BACA JUGA  Terabaikan dan Teralienasi: Peran Pemuda dan Perempuan dalam Kontra-Ekstremisme

Dikatakan, sedari Sekolah Menengah Atas (SMA), Gilbert berkeinginan bisa bekerja di bidang kedokteran. Setelah dinyatakan lulus dan mendapat gelar Bachelor of Science atau Sarjana Sains (penghargaan kelas satu atau first class honours) bidang ilmu biologi dari Universty of East Anglia di Norwich, Iggris, ia pun melanjutkan pendidikan doktor di University of Hull.

Setelah menyelesaikan pendidikan doktornya, Gilbert memperoleh pekerjaan di pusat penelitian pembuatan bir dan mempelejari cara memanipulasi ragi pembuatan bir.

Sebelumnya, Gilbert tak bermaksud menjadi spesialis vaksin. Namun, sekitar pertengahan 1990, ia terlibat dalam pekerjaan akademis di Universitas Oxford. Yakni melihat genetika malaria. Bermula dari situ, ia mulai fokus pada vaksin.

Tepat pada 1998, Gilbert melahirkan tiga anak kembar.
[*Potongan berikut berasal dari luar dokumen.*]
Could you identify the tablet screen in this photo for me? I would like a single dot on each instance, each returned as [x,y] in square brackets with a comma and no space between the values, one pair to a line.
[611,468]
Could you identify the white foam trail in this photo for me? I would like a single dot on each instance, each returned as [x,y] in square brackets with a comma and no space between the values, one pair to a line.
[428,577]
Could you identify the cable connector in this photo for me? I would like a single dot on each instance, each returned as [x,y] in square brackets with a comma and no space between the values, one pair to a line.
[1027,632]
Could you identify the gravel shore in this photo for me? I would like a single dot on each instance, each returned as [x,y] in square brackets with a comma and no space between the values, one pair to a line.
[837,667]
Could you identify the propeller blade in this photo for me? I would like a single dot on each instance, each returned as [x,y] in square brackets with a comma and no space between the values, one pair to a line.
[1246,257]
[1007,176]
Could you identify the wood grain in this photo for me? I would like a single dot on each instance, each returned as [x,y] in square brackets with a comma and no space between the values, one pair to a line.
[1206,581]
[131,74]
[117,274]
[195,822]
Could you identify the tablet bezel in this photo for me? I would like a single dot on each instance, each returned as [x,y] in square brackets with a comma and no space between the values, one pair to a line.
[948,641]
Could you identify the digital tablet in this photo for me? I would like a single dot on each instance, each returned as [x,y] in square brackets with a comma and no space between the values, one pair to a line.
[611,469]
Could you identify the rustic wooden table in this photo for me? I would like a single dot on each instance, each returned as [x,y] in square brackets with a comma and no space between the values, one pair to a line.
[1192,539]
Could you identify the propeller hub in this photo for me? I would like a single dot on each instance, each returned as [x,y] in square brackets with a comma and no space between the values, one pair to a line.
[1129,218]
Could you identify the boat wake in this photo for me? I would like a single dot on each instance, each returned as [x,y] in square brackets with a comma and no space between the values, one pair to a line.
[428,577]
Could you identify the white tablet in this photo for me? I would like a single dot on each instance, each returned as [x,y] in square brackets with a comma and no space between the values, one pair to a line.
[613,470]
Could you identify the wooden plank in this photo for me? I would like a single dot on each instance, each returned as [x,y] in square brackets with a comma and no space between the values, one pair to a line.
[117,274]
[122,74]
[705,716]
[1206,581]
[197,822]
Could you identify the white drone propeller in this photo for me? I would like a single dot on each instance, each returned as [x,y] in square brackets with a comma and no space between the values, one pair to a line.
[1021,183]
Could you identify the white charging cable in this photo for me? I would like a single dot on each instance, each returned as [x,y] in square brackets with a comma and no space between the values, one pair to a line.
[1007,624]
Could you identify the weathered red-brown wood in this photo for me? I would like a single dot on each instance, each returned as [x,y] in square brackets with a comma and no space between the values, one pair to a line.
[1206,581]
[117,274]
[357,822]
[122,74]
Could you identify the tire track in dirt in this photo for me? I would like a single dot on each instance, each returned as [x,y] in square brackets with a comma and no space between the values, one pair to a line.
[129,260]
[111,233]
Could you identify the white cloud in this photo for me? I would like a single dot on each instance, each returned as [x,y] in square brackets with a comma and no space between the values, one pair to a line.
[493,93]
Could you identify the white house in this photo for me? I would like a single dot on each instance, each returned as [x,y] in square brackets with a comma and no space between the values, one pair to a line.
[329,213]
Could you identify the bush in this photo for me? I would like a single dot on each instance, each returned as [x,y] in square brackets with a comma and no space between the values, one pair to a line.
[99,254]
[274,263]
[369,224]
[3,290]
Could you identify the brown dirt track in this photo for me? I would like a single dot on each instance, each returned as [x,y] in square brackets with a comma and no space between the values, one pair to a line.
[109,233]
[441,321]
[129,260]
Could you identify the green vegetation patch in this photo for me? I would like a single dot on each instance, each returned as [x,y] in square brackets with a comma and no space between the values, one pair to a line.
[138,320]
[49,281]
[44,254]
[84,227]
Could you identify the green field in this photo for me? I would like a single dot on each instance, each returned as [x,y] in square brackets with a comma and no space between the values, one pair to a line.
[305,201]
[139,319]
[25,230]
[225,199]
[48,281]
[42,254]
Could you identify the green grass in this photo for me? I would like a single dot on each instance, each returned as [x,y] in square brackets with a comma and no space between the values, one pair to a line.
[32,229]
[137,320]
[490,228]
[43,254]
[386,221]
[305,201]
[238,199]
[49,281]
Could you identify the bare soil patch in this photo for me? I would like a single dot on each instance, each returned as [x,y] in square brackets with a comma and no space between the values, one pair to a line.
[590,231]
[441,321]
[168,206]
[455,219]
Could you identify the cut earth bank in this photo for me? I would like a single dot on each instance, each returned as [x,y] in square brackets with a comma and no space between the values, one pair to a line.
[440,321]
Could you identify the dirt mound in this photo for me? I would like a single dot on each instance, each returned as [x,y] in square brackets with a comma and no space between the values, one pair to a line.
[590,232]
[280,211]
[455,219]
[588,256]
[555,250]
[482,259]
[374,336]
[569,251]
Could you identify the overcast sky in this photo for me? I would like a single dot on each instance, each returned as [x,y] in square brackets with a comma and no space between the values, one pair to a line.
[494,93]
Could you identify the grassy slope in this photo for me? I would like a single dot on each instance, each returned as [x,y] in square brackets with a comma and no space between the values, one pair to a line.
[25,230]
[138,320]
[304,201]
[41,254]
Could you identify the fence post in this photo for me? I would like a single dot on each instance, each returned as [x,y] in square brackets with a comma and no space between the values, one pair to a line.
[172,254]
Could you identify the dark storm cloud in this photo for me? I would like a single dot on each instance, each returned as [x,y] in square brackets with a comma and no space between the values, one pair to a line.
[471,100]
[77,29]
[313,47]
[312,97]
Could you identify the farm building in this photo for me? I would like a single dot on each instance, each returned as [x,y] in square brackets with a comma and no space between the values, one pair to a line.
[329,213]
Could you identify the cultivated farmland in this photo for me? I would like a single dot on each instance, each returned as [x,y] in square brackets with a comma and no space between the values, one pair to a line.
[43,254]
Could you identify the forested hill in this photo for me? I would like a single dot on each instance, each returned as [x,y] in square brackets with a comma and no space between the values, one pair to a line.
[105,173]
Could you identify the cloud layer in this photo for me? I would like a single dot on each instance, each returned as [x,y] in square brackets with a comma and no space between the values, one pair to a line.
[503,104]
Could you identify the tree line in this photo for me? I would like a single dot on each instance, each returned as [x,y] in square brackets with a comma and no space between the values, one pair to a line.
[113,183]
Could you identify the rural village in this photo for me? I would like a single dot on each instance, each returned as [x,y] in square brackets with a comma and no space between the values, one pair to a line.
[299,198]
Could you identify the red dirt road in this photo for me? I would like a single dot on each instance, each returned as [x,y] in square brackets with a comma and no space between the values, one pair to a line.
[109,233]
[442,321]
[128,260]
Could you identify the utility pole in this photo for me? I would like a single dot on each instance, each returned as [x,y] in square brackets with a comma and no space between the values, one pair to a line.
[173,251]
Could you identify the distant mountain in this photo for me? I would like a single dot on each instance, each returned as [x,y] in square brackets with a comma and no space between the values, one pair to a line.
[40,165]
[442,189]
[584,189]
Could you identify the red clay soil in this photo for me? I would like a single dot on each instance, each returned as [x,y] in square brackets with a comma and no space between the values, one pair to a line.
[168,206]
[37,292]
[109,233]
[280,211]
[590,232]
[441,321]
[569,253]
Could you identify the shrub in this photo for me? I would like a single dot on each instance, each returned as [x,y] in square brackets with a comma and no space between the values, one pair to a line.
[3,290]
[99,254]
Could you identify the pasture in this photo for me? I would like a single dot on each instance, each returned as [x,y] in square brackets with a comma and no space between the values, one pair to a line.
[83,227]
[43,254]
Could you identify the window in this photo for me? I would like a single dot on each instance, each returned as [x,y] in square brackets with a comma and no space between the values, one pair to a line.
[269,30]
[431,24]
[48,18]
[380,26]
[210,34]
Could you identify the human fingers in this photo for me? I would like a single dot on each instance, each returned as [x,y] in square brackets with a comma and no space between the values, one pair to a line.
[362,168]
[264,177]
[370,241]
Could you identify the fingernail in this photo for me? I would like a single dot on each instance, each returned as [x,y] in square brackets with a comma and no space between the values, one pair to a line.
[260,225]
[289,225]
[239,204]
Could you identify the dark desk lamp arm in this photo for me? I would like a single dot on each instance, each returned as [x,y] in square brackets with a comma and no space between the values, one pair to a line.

Usai kelahiran ketiga anak kembarnya, pasangan Gilbert memutuskan meninggalkan pekerjaanya, kemudian fokus mengasuh anak-anaknya, dan juga mengurus urusan domestik di dalam rumah tangga mereka. Dan, pada bulan Maret 2021, Gilbert menerima anugerah penghargaan Albert Medal untuk jasanya dalam mengembangkan vaksin Oxford-AstraZeneca.

Di turnamen tenis bergengsi Wimbledon 2021 yang baru berakhir sekitar pekan lalu, nama Gilbert melambung kembali. Saat itu, para penonton memberikan standing ovaton pada salah satu ilmuan Inggris. Yakni Gilbert, yang disebut sebagai otak terciptanya vaksin Covid-19 dari AstraZeneca/Oxford. Yang saat itu menjadi salah satu penonton spesial yang turut diundang menyaksikan pertandingan Wimbledon di hari pertama, 29 Juni 2021.

Memang, panitia Wimbledon mengaku menyediakan  100 tiket harian untuk sosok yang berjasa selama pandemi Covid-19. Mereka ditempatkan di tempat terbaik, Centre Court dan Court One.

Kehadiran Gilbert saat itu pun diumumkan penyiar di stadion dan mendapat sambutan meriah dari penonton. Pun, upaya Gilbert dalam penanganan pandemi sedari awal juga tak luput dari perhatian media.

“Saya tidak menganggap tepuk tangan meriah itu hanya ditujukan kepada saya, itu adalah rasa terima kasih atas vaksin dan vaksin lainnya, dan tim yang mengujinya dan membuatnya dan menyebarkannya kepada orang-orang,” ujar Gilbert, dikutip dari beberapa sumber yang beredar di media.

Selain  itu, beredar pula pernyatan Gilbert yang melepaskan hak patennya sehingga vaksin tersebut bisa diproduksi dalam jumlah besar dengan harga murah. Sampai saat ini, Vaksin AstraZeneca  sudah berkontribusi sebanyak 500 juta dosis di seluruh dunia. []

Septia Annur Rizkia
Septia Annur Rizkia
Perempuan kelahiran Tuban. Salah satu anggota Puan Menulis.